May « 2026 « Kostya's Boring Codec World

Archive for May, 2026

AI-coholism

Friday, May 29th, 2026

With this matter, I hope I actually shan’t have more to write about. But this thought needed to be written out (only if to unload it from my head).

For some reason the current state of affairs around “AI” reminds me a lot of alcohol. Mind you, it’s a useful substance (as a solvent or a disinfectant), some people may even use it in recreational purposes or to deal with stress—but there are always some people abusing it, often for no good reason, and giving bad name to it all. Also there were countries whose budget was largely dependent on alcohol over-consumption but that’s less important here.

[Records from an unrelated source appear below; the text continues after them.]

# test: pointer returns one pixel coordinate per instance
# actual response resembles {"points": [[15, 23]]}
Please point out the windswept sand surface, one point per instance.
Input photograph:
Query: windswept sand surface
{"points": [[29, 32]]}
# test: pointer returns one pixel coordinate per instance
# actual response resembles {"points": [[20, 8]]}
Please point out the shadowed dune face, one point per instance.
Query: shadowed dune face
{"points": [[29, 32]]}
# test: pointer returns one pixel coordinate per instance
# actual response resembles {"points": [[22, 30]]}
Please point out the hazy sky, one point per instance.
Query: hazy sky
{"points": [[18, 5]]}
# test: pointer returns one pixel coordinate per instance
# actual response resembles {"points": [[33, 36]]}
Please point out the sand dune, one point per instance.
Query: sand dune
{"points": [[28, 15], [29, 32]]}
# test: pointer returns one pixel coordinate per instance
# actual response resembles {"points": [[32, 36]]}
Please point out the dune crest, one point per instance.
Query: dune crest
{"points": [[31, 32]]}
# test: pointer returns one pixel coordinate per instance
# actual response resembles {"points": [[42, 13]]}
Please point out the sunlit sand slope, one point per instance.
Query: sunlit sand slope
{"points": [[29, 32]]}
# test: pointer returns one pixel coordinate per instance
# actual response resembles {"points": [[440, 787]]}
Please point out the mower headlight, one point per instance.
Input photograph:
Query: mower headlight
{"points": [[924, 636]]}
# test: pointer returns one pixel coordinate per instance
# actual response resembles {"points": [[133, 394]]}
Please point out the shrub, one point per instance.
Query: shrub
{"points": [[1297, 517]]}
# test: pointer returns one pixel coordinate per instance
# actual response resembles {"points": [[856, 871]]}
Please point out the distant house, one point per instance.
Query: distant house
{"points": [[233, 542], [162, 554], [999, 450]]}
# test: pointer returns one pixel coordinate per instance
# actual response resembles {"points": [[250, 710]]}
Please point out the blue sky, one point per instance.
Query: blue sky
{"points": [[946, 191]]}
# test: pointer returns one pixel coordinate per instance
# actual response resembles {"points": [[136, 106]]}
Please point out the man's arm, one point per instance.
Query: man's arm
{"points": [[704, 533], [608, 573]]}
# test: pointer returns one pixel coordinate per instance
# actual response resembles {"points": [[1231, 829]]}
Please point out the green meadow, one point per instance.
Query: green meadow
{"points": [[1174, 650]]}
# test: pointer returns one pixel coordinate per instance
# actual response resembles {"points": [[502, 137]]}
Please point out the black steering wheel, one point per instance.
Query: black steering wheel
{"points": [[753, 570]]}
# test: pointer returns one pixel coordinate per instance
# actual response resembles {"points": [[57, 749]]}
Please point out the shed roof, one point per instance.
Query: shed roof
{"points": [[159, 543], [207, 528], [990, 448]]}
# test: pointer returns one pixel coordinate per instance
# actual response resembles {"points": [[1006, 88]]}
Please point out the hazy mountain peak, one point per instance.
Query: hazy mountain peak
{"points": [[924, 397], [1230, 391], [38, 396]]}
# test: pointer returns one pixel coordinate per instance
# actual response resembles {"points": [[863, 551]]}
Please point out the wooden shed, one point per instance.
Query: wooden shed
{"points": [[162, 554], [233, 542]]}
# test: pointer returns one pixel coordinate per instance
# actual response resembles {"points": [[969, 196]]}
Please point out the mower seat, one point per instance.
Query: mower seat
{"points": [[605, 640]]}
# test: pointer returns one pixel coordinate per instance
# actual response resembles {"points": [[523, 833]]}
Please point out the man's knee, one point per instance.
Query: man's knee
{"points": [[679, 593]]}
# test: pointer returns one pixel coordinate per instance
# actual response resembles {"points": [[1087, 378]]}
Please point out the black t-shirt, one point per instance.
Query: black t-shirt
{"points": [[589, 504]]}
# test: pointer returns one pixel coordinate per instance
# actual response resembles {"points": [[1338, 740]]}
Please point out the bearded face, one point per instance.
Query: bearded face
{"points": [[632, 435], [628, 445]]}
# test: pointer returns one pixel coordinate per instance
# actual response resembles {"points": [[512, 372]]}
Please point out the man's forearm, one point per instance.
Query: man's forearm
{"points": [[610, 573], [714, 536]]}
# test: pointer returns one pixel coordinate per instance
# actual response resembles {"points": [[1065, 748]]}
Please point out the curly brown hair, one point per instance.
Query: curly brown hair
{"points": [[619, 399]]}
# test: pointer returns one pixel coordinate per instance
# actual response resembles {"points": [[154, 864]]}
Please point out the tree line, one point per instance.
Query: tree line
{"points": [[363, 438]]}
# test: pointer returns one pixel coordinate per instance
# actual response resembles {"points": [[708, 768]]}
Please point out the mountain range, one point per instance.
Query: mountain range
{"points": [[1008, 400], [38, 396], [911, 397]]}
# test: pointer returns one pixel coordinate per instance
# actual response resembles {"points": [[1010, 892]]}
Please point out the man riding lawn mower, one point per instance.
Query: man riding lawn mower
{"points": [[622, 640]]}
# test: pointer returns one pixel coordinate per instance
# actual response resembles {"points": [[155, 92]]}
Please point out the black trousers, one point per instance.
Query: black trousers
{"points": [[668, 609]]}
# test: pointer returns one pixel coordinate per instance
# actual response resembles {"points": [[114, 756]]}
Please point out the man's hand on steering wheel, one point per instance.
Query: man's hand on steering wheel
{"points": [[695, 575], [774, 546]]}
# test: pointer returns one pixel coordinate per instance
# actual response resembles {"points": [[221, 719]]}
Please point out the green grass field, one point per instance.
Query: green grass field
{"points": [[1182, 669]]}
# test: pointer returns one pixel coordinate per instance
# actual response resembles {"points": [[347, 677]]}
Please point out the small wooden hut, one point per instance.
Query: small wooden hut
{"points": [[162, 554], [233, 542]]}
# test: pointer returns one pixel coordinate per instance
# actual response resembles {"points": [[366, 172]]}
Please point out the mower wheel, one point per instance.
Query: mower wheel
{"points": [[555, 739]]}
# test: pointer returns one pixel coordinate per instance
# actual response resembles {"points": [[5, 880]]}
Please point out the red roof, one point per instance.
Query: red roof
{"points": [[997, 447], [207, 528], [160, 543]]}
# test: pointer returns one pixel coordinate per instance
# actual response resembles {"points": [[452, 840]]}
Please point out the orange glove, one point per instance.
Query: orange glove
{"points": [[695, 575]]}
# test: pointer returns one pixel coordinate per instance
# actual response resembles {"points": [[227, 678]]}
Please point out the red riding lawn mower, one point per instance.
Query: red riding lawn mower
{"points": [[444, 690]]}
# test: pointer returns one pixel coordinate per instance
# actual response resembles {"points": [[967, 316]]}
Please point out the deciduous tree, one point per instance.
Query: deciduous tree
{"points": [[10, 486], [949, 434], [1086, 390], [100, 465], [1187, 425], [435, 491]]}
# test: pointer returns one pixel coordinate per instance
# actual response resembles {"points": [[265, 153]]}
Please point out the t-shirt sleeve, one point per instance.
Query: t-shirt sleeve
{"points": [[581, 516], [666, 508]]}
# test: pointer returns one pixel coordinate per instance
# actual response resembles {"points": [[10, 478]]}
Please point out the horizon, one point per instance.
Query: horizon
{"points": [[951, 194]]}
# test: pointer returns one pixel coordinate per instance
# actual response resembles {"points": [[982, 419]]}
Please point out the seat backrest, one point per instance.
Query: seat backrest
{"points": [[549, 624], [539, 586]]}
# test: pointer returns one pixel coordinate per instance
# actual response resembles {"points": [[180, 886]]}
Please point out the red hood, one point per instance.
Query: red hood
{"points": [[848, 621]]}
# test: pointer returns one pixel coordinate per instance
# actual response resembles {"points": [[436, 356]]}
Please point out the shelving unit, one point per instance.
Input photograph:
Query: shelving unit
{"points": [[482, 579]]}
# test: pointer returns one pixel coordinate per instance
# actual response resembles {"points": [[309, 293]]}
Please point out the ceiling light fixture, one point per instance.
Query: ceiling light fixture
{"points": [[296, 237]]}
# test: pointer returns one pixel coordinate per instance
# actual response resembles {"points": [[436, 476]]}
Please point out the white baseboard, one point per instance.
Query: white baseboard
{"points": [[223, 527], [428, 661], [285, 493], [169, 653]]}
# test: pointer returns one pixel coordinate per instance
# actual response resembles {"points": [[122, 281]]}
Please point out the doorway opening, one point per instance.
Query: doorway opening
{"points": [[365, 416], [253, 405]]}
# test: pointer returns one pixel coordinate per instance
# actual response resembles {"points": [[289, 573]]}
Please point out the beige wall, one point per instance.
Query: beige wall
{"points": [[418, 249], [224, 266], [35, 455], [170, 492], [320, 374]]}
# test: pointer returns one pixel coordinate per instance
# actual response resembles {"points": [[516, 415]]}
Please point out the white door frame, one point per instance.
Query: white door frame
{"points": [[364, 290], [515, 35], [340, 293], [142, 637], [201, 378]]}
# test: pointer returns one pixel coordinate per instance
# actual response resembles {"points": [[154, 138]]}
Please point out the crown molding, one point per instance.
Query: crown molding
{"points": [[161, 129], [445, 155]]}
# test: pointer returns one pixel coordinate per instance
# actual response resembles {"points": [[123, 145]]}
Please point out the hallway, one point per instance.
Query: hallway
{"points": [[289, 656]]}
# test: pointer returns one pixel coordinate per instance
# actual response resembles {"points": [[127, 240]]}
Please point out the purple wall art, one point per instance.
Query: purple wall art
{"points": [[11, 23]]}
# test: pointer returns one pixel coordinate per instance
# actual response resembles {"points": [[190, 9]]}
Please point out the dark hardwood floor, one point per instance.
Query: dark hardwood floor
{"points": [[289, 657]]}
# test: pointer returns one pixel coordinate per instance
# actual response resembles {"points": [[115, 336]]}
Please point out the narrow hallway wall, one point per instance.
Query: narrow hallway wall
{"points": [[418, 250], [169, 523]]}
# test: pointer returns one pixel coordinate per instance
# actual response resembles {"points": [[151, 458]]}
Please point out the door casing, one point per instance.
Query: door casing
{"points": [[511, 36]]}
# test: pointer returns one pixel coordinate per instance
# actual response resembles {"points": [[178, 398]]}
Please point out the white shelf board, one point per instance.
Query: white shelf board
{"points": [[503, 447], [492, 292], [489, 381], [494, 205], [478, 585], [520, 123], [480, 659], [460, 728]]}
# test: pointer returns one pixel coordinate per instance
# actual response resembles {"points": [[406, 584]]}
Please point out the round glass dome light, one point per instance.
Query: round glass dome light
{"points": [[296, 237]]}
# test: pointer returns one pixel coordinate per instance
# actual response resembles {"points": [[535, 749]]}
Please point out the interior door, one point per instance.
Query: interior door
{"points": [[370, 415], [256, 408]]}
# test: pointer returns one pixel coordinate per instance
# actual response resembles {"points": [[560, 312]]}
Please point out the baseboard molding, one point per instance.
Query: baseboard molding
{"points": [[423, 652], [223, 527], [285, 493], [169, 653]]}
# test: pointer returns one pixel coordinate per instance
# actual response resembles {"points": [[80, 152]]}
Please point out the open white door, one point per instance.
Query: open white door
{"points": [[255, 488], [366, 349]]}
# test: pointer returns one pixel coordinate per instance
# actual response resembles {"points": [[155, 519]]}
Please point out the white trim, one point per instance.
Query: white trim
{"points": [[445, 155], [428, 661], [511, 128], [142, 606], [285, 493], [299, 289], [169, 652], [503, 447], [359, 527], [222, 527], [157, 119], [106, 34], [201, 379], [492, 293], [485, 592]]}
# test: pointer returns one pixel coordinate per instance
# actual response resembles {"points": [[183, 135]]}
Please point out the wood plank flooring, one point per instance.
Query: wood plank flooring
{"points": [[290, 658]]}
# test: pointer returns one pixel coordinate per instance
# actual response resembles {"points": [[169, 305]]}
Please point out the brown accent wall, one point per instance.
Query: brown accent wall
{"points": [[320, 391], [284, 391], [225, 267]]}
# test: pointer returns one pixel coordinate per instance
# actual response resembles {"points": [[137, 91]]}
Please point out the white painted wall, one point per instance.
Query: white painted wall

The situation with “AI” assistants looks entirely familiar: some people use it responsibly and even achieve useful results with it, but it’s usually other people (a loud but hopefully still minority) who abuse such tools to the point they get high with imaginary power and behave themselves as typical drunks: some boast how much they can consume (tokens or pints of beer), some vomit uncontrollably (you can see the results on GitHub—when it is still up of course), some suffer from neuro-toxic effects (and can’t move or code straight any longer without an external support), some lose all internal restraints (there’s little difference between alcoholics raising ruckus because their favourite liquor store is closed when they want to get a drink and AIcoholics trying to push slop to some project without caring what the change does and why the project in question doesn’t want to accept it). And occasionally you can see the entertaining stunts that would cause normal person a serious damage (like falling from a third floor or deleting a production database) but with a person in question not realising that at all.

Hopefully the situation with “AI” will mature and normalise so that the technology abusers will be shamed for their actions and become an exception instead of current “sport fans right after the match” vibe.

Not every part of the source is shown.